While Sunil Gavaskar may not be an admirer of the “Australian way”, he was on the same page when it came to this issue, despite being a member of the IPL’s governing council. At the Dilip Sardesai Memorial Lecture in Mumbai in July, he said: “Today, parents are encouraging their children to take up cricket as a career option because of the IPL and the amount of money it provides. A lot of players miss out on domestic cricket before the IPL to avoid injuries. That is what we have to be very, very careful about, the IPL being seen as the be all and end all, not the India cap.”
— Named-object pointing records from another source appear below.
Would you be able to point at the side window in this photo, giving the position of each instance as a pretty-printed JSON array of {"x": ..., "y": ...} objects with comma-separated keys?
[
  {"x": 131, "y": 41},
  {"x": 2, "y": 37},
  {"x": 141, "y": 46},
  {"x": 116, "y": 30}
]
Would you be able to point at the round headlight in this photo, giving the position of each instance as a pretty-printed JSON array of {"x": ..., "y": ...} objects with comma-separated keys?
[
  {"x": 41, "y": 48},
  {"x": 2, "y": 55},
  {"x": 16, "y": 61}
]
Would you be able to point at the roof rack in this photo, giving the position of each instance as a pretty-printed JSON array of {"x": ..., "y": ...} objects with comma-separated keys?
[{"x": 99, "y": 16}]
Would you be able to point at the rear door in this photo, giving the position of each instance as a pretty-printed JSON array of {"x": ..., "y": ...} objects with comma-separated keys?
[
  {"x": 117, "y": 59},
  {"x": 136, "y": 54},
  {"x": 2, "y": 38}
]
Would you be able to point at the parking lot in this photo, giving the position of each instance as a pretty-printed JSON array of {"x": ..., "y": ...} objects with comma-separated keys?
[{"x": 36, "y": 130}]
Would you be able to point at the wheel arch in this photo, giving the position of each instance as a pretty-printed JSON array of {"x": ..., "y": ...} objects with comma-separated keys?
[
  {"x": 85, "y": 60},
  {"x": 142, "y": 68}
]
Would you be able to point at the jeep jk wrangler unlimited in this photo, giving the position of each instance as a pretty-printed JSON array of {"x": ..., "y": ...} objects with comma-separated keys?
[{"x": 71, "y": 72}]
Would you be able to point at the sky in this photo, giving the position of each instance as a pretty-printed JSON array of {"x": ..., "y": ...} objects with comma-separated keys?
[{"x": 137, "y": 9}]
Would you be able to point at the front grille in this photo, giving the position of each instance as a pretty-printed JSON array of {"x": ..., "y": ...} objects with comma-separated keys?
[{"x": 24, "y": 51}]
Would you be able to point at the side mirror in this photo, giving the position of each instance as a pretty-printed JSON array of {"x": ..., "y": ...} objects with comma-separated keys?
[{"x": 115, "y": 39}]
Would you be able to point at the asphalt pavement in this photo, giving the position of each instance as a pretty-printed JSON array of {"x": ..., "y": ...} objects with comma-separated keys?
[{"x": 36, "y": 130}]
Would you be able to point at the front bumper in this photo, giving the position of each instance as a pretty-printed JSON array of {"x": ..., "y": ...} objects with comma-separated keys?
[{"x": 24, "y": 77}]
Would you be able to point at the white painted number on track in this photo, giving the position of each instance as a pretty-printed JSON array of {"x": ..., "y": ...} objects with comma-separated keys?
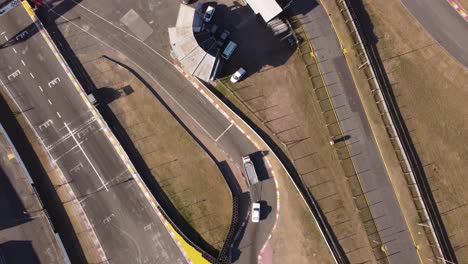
[
  {"x": 46, "y": 124},
  {"x": 54, "y": 82}
]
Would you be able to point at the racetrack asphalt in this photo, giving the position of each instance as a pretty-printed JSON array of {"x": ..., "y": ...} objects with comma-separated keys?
[{"x": 443, "y": 24}]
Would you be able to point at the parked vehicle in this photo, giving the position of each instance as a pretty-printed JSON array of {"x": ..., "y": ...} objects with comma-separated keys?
[
  {"x": 224, "y": 35},
  {"x": 209, "y": 13},
  {"x": 255, "y": 212},
  {"x": 214, "y": 28},
  {"x": 230, "y": 48},
  {"x": 238, "y": 75},
  {"x": 249, "y": 170}
]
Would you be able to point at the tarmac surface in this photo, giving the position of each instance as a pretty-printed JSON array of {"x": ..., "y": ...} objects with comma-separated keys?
[
  {"x": 444, "y": 24},
  {"x": 25, "y": 232},
  {"x": 376, "y": 183},
  {"x": 150, "y": 57},
  {"x": 126, "y": 225}
]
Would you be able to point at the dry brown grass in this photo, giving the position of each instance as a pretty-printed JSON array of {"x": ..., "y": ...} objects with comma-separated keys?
[
  {"x": 185, "y": 172},
  {"x": 431, "y": 90}
]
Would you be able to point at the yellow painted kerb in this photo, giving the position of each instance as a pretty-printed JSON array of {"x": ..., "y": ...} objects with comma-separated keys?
[
  {"x": 193, "y": 255},
  {"x": 28, "y": 8}
]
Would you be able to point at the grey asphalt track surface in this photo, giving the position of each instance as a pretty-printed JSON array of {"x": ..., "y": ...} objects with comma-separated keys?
[
  {"x": 25, "y": 233},
  {"x": 103, "y": 26},
  {"x": 125, "y": 223},
  {"x": 375, "y": 181},
  {"x": 444, "y": 24}
]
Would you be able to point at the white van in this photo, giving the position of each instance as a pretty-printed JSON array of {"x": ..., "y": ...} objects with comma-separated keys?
[
  {"x": 230, "y": 48},
  {"x": 255, "y": 212}
]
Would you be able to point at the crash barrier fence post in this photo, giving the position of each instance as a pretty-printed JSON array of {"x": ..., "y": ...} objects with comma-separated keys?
[{"x": 382, "y": 104}]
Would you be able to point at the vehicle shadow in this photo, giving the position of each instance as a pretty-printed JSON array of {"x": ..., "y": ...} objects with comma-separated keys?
[
  {"x": 42, "y": 183},
  {"x": 18, "y": 251},
  {"x": 13, "y": 211},
  {"x": 370, "y": 40}
]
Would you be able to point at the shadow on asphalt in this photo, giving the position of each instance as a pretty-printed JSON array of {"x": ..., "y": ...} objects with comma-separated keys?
[
  {"x": 12, "y": 207},
  {"x": 140, "y": 164},
  {"x": 244, "y": 207},
  {"x": 18, "y": 251},
  {"x": 259, "y": 164},
  {"x": 43, "y": 185}
]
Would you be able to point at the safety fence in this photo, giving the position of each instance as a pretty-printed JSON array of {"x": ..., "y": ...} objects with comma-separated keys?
[{"x": 398, "y": 134}]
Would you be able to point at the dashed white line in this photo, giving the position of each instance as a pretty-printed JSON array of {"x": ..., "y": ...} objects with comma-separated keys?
[
  {"x": 224, "y": 132},
  {"x": 86, "y": 156}
]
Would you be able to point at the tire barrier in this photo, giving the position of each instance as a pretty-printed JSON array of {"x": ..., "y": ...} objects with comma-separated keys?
[{"x": 224, "y": 255}]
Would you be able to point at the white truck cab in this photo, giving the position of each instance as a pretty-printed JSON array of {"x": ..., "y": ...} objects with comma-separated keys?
[{"x": 255, "y": 212}]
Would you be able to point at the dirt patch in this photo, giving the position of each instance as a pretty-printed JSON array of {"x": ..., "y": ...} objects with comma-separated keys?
[
  {"x": 183, "y": 170},
  {"x": 431, "y": 89}
]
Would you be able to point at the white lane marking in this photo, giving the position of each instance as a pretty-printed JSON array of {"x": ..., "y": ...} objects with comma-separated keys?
[
  {"x": 86, "y": 156},
  {"x": 13, "y": 75},
  {"x": 141, "y": 68},
  {"x": 68, "y": 151},
  {"x": 127, "y": 33},
  {"x": 224, "y": 132},
  {"x": 77, "y": 168},
  {"x": 54, "y": 81}
]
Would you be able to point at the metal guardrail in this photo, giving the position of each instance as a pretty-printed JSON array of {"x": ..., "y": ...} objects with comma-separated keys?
[
  {"x": 36, "y": 195},
  {"x": 397, "y": 131}
]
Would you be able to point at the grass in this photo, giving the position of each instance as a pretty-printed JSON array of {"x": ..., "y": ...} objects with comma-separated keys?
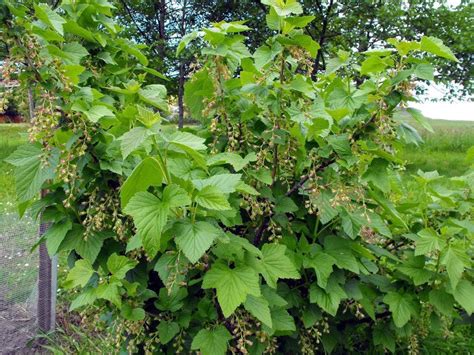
[
  {"x": 11, "y": 136},
  {"x": 444, "y": 150},
  {"x": 17, "y": 265}
]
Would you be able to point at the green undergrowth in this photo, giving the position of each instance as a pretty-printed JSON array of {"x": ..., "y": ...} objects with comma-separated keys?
[
  {"x": 443, "y": 150},
  {"x": 11, "y": 136}
]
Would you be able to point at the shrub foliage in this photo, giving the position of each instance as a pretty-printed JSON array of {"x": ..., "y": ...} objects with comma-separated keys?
[{"x": 279, "y": 223}]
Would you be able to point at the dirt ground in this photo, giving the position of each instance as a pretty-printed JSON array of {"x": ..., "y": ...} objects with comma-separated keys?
[{"x": 17, "y": 328}]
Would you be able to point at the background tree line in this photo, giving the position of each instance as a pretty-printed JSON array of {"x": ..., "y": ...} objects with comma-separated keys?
[{"x": 354, "y": 25}]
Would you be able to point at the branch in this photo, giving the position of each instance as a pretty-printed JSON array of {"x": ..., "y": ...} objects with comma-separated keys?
[
  {"x": 300, "y": 183},
  {"x": 144, "y": 34}
]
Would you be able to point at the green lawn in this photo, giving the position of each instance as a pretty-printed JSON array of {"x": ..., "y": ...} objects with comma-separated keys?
[
  {"x": 17, "y": 265},
  {"x": 11, "y": 136},
  {"x": 444, "y": 150}
]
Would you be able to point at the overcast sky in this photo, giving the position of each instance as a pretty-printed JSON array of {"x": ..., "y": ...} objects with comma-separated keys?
[{"x": 459, "y": 110}]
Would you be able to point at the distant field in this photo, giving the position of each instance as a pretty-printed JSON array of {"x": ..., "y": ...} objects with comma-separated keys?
[
  {"x": 444, "y": 150},
  {"x": 11, "y": 136}
]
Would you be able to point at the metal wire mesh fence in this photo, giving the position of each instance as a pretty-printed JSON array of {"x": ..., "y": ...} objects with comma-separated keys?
[{"x": 26, "y": 299}]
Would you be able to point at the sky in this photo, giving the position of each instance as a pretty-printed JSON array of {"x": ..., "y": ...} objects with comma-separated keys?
[{"x": 458, "y": 110}]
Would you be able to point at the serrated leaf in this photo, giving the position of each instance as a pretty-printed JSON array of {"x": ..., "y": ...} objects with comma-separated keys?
[
  {"x": 464, "y": 295},
  {"x": 150, "y": 216},
  {"x": 435, "y": 45},
  {"x": 95, "y": 113},
  {"x": 55, "y": 235},
  {"x": 212, "y": 198},
  {"x": 50, "y": 17},
  {"x": 154, "y": 95},
  {"x": 276, "y": 265},
  {"x": 109, "y": 292},
  {"x": 119, "y": 265},
  {"x": 132, "y": 140},
  {"x": 402, "y": 306},
  {"x": 80, "y": 273},
  {"x": 188, "y": 139},
  {"x": 328, "y": 298},
  {"x": 147, "y": 173},
  {"x": 194, "y": 239},
  {"x": 455, "y": 259},
  {"x": 428, "y": 242},
  {"x": 167, "y": 330},
  {"x": 284, "y": 7},
  {"x": 442, "y": 301},
  {"x": 130, "y": 313},
  {"x": 259, "y": 308},
  {"x": 226, "y": 183},
  {"x": 212, "y": 342},
  {"x": 232, "y": 285},
  {"x": 147, "y": 117},
  {"x": 322, "y": 264}
]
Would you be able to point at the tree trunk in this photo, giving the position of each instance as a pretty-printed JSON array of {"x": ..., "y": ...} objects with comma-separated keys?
[{"x": 180, "y": 95}]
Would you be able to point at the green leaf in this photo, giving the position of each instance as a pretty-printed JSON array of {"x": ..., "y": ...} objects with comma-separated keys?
[
  {"x": 80, "y": 273},
  {"x": 175, "y": 196},
  {"x": 147, "y": 117},
  {"x": 284, "y": 204},
  {"x": 328, "y": 298},
  {"x": 464, "y": 295},
  {"x": 300, "y": 84},
  {"x": 212, "y": 198},
  {"x": 382, "y": 335},
  {"x": 442, "y": 301},
  {"x": 232, "y": 285},
  {"x": 89, "y": 248},
  {"x": 237, "y": 162},
  {"x": 424, "y": 71},
  {"x": 226, "y": 183},
  {"x": 130, "y": 313},
  {"x": 49, "y": 17},
  {"x": 154, "y": 95},
  {"x": 197, "y": 91},
  {"x": 373, "y": 64},
  {"x": 29, "y": 180},
  {"x": 402, "y": 306},
  {"x": 74, "y": 52},
  {"x": 376, "y": 173},
  {"x": 212, "y": 342},
  {"x": 133, "y": 139},
  {"x": 284, "y": 7},
  {"x": 276, "y": 265},
  {"x": 187, "y": 38},
  {"x": 428, "y": 242},
  {"x": 418, "y": 116},
  {"x": 110, "y": 292},
  {"x": 150, "y": 216},
  {"x": 131, "y": 49},
  {"x": 189, "y": 140},
  {"x": 147, "y": 173},
  {"x": 414, "y": 268},
  {"x": 95, "y": 113},
  {"x": 299, "y": 21},
  {"x": 435, "y": 45},
  {"x": 455, "y": 259},
  {"x": 167, "y": 330},
  {"x": 259, "y": 308},
  {"x": 322, "y": 264},
  {"x": 87, "y": 297},
  {"x": 119, "y": 265},
  {"x": 194, "y": 239},
  {"x": 282, "y": 321},
  {"x": 55, "y": 235}
]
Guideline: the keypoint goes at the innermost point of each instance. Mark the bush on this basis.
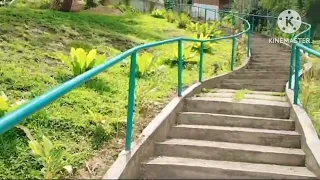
(124, 8)
(80, 61)
(91, 3)
(157, 13)
(170, 16)
(204, 30)
(182, 20)
(35, 4)
(146, 64)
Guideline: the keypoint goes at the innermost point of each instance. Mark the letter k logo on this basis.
(288, 21)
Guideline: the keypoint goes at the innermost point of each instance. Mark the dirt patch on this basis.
(104, 10)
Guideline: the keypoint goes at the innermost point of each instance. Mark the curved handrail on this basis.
(296, 47)
(13, 118)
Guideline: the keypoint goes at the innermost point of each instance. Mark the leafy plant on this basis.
(182, 20)
(51, 156)
(207, 48)
(170, 16)
(157, 13)
(187, 56)
(80, 61)
(308, 89)
(103, 129)
(146, 64)
(4, 106)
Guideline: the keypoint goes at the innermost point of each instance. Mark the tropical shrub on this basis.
(52, 157)
(157, 13)
(182, 20)
(187, 56)
(170, 16)
(103, 129)
(80, 61)
(4, 106)
(146, 64)
(205, 30)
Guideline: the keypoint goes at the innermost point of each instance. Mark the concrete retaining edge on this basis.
(127, 165)
(310, 142)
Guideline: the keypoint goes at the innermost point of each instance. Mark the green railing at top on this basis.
(13, 118)
(256, 22)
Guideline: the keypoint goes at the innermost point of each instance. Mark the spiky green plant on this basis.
(80, 61)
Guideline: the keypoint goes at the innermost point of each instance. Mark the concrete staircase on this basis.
(220, 136)
(268, 69)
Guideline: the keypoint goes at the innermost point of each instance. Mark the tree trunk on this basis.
(66, 5)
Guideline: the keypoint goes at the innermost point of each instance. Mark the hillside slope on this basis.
(29, 42)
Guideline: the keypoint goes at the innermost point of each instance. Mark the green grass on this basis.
(30, 40)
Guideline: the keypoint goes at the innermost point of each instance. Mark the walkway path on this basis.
(218, 138)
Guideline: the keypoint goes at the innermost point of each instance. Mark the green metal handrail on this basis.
(13, 118)
(296, 47)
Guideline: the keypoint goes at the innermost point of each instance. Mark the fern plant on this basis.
(80, 61)
(187, 55)
(157, 13)
(4, 106)
(51, 156)
(182, 20)
(146, 64)
(170, 16)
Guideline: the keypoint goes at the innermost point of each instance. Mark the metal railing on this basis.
(13, 118)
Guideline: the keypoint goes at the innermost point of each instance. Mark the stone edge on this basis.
(127, 165)
(310, 142)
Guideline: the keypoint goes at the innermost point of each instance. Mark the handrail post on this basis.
(272, 28)
(309, 36)
(180, 54)
(296, 76)
(293, 45)
(205, 15)
(131, 100)
(252, 24)
(233, 52)
(201, 62)
(248, 42)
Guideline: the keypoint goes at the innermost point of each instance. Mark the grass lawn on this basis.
(29, 42)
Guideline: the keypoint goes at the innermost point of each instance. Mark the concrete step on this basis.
(247, 95)
(268, 66)
(256, 81)
(210, 119)
(187, 168)
(270, 61)
(265, 137)
(225, 151)
(282, 56)
(245, 107)
(251, 92)
(259, 76)
(265, 71)
(254, 87)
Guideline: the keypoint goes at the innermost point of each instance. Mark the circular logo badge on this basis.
(289, 21)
In 2011, the league will expand to 10 teams, and all players will be up for auction once again. One of the franchises, whose owner is part of the board, was opposed to the move, but it came about anyway. A disgruntled franchise official, who didn’t want to be named, said: “What happens to our icon players? We’ve been trying to build a team around them for three years and suddenly, those very players could be playing for someone else.”
Amrit Mathur, chief operating officer, GMR Sports, which owns the franchise Delhi Daredevils, revealed further concerns: “Of course, we would like first right of refusal when it comes to our best players. If you lose them, your entire strategy as a franchise would change.”
Modi, though, will not look back, and he’s already eyeing the US market for the decade ahead. “We hope to be able to provide fans in the US the live experience of the IPL,” he said recently. “We will start with a few matches in the next 18 months or so.”
For that to happen, fans back home in India will need to embrace this season as fervently as they did the first. The chimera of North American riches could make some forget the comforts of home, and as Vinod Kambli and a legion of lost prodigies would tell you, there is such a thing as too much, too soon.
Dileep Premachandran is associate editor, Wisden International.